Methods: We retrospectively studied patients with gram-negative bacteremias from 2008-2013 to compare outcomes in those who received PK-PD optimized versus suboptimal cefepime doses after accounting for ARC (estimated GFR>130 ml/min/1.73 m2). The primary outcome was 30-day mortality or microbiologic failure. Secondary outcomes included bacteremia, hospital, and ICU duration. A multivariable logistic regression model was used to identify independent risk factors for microbiologic failure. Cohort assignment was based on cefepime MIC from Vitek-2 and results from a prospective PK study at our institution. Cefepime plasma concentrations from ARC and non-ARC patients were optimally fit to a population PK model and a 10,000-patient Monte-Carlo analysis was performed to estimate PTA of achieving 60% fT>MIC in ARC and non-ARC patients. Chi-square and Mann-Whitney U tests were used.

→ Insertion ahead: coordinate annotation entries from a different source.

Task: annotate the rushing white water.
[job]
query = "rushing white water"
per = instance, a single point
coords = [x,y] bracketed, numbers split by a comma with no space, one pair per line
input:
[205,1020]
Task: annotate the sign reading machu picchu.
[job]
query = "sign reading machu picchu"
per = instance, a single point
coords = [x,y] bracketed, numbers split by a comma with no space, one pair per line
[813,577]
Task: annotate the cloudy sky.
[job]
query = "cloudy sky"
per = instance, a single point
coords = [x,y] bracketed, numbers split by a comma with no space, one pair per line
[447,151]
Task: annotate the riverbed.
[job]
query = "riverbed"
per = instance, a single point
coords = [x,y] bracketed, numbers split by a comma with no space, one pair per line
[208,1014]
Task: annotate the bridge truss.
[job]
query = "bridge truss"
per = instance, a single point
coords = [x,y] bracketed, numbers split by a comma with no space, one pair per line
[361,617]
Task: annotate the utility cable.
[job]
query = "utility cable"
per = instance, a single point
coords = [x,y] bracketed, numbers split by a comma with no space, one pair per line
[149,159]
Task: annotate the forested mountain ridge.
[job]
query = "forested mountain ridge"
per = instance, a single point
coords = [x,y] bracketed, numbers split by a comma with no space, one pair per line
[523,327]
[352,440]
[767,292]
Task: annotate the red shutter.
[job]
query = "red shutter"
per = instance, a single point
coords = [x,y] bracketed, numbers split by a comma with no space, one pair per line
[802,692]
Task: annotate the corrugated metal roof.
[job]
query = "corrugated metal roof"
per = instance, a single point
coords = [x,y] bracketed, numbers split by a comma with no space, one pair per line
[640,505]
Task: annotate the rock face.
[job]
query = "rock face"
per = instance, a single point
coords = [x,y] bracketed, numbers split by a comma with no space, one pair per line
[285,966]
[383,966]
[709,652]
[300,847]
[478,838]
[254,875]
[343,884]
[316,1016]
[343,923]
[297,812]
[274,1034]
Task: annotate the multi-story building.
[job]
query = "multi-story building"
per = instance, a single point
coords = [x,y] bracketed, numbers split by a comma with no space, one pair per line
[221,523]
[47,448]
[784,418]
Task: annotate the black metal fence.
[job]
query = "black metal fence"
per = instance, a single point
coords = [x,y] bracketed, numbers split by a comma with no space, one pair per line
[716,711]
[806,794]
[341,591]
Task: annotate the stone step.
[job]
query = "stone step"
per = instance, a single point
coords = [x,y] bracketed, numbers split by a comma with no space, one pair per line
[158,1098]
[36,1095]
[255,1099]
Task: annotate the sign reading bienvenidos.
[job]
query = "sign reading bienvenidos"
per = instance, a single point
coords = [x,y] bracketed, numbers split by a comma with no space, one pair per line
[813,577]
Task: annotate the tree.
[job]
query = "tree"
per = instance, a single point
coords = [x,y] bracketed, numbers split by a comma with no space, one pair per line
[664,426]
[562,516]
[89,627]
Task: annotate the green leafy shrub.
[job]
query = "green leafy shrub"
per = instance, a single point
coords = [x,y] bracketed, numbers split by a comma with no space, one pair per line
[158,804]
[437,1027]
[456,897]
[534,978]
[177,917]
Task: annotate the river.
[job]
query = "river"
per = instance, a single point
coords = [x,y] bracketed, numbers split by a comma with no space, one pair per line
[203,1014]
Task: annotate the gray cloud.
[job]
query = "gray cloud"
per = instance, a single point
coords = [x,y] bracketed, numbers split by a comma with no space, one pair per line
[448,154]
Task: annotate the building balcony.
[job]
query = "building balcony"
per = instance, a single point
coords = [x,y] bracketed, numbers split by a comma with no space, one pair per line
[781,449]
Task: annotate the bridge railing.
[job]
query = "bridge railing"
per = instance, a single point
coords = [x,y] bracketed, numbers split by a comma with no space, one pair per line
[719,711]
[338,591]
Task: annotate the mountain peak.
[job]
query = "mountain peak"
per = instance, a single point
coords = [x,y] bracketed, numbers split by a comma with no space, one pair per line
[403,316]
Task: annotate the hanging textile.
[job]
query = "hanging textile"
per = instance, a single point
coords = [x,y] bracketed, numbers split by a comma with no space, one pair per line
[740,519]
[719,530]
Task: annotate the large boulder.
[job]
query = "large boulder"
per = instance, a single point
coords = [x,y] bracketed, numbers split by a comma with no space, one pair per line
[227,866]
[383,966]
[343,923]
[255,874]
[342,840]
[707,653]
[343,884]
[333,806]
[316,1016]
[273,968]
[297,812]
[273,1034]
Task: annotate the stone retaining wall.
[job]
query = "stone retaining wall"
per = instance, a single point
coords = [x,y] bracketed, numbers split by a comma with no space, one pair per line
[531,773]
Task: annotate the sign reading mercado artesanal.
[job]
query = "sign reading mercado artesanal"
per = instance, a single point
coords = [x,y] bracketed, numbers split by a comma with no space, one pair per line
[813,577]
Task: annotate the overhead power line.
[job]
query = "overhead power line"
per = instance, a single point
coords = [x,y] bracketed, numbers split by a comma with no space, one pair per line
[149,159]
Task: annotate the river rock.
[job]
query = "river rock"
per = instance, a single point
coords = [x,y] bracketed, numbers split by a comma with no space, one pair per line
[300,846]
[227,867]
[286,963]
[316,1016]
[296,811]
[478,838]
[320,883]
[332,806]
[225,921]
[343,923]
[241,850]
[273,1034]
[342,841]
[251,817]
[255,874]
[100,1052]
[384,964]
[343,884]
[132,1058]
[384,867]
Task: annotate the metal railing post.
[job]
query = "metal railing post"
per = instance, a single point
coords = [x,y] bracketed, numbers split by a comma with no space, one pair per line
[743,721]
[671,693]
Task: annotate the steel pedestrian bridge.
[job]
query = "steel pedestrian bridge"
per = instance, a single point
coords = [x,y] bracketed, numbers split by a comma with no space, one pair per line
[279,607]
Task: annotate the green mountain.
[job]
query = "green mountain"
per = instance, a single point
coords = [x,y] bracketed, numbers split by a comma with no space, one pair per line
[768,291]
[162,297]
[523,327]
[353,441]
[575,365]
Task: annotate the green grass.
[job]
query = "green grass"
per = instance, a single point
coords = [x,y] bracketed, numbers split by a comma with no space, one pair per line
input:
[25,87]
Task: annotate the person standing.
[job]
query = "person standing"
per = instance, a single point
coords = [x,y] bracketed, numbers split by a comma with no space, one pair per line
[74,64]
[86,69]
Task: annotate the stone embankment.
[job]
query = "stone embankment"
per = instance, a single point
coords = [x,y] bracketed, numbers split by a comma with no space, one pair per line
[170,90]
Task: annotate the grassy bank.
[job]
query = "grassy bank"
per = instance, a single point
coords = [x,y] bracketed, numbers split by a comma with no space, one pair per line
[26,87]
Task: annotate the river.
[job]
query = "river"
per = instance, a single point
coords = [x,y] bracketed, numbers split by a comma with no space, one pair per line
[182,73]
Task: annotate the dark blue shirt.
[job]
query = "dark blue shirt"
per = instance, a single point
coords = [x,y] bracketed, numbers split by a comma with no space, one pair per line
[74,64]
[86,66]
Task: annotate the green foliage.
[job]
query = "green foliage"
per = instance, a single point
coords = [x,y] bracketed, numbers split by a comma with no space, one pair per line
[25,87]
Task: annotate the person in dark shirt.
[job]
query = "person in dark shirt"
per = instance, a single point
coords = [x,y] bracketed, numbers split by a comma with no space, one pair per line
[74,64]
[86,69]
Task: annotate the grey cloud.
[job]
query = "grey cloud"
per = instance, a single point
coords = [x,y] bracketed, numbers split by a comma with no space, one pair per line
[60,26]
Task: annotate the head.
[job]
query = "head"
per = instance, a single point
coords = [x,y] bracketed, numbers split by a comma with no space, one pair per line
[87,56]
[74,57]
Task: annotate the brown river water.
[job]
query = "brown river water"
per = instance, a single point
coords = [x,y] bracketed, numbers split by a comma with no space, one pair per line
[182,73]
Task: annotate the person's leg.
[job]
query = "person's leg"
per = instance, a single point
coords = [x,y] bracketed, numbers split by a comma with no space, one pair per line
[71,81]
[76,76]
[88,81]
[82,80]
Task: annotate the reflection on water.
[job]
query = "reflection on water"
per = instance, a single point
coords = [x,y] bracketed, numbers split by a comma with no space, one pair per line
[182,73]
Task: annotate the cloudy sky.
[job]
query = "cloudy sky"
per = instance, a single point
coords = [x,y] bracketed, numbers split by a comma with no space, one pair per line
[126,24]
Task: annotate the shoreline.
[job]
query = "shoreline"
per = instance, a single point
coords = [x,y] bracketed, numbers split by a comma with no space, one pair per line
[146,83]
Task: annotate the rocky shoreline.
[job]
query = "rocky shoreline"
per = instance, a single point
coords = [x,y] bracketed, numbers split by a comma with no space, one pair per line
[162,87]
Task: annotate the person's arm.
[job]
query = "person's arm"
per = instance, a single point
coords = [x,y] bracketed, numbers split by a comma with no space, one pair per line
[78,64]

Results: Among 42 patients, 31.0% had burn injury, APACHE II 16±7, eGFR 106±87, and 35.7% had ARC. Klebsiella spp. (n=13), Pseudomonas (n=8), and E. coli (n=7) were most common. Population PK clearance in 4 ARC patients (eGFR 202±122) was 14.4 L/h and 8.8 L/h in 5 non-ARC patients (eGFR 99±20). In ARC, maximum cefepime doses resulted in a 51.5% PTA for MICs of 8 mg/L. Using these data and MICs, 32 were assigned to the PK-PD optimized and 10 to the suboptimal cohort. There were no differences in the primary outcome (15.6% versus 20%, p=0.74), bacteremia duration (4±6 versus 3±3 days, p=0.66), hospital duration (27±27 versus 51±56 days, p=0.19), and ICU duration (17±25 versus 11±18 days, p=0.36). Urinary source (OR 0.23, 95% CI 0.12-0.42), ARC (OR 2.91, 95% CI 0.55-15.27), coinfection (OR 6.25, 95% CI 1.04-37.7), and APACHE II >16 (OR 9.00, 95% CI 0.97-83.06) were not independent risk factors for microbiologic failure.
Conclusion: After accounting for ARC, no differences in clinical outcomes were noted in patients receiving PK-PD-optimized versus suboptimal cefepime doses for gram-negative bacteremias.